The death of Osama Bin Laden deprives Islamic fundamentalist terrorism of a key symbol but its impact will be rather more obvious in the Western media than either in the threat posed by Islamic fundamentalists, or in the military ventures and systematic restrictions on civil liberties occasioned by the “war on terror” launched by 9/11.

If anything, the reported location of the military operation that killed him, Abbottabad in Pakistan, raises more questions about the United States’s relationship with that country and the incapacity or unwillingness of the Pakistani Government to play the sort of role in dealing with Islamic fundamentalist aggression expected by the West. The role in the operation of Pakistan’s intelligence service, suspected of protecting Bin Laden for years, will be a matter of profound interest.

The death of the architect of such an historic act of mass slaughter will, understandably, be the basis for an outburst of nationalist joy in the US. But Bin Laden’s significance in the global war on terror has surely been marginal for years, particularly given al-Qaeda’s growing reliance on homegrown terrorism, in which Muslims radicalized by the wars in Iraq and Afghanistan and fundamentalist scholars in their midst, have started their own jihads, without having to rely on a fractured international terrorist group or a man living in hiding in Pakistan.

Indeed, let’s not forget that one of Bin Laden’s key goals in developing the plans that led to 9/11 – remember originally it was a much bigger operation to involve dozens of airliners – was to so infuriate the West and the US in particular that it would wildly lash out at the Muslim world, thereby accomplishing what al-Qaeda had hitherto been unable to itself – radicalizing entire generations of young Muslims across the world and send them into combat against the West.

In this, at least Bin Laden was partly successful.
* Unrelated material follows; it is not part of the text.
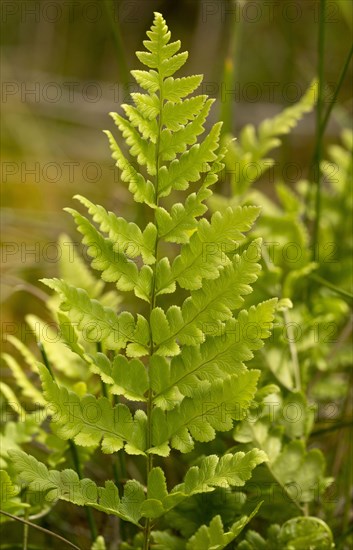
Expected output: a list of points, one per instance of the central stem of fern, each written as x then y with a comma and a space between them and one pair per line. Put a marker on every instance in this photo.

As a British diplomat noted during his second term, George W. Bush became the “best recruiting agent al-Qaeda ever had.”

His death, however, won’t change the amorphous “war on terror” – a phrase abandoned as inconvenient during the Blair years – which embraces the minutiae of what you can take onto planes, western indulgence of Middle Eastern dictators, the increasingly pointless western presence in Afghanistan, and the systematic abrogation of basic civil liberties not merely for Muslims unfortunate enough to be in the wrong place at the wrong time, but for westerners as well.

There’ll be no repeal of the violations of civil liberties embedded in the criminal codes of western countries, no expedited withdrawal of forces from Afghanistan, no US shift to support democracy in the Middle East at the expense of its client dictators. The war goes on, and governments won’t relinquish the wartime powers they’ve accrued, however much they may exploit the death of Bin Laden.

There is, however, a certain coincidental aspect to the timing of Bin Laden’s death. As young Arabs take to the streets across the Middle East to drive their dictators from power, as once secure bulwarks against Islamic fundamentalism like Tunisia’s Ben Ali. Egypt’s Mubarak and even the once-“mad dog of the Middle East”-turned-Western-favourite Muammar Gaddafi lose power, al-Qaeda has looked less relevant than ever.

Ultimately Bin Laden’s success wasn’t enough. It is not fundamentalism to which Middle Eastern youth are now turning, but to freedom from tyranny, persecution and censorship. The values for which the young people of Tunisia, Egypt, Libya, Yemen, Bahrain, Jordan and Syria are marching and dying are completely antithetical to those espoused by this mass murderer and his henchmen.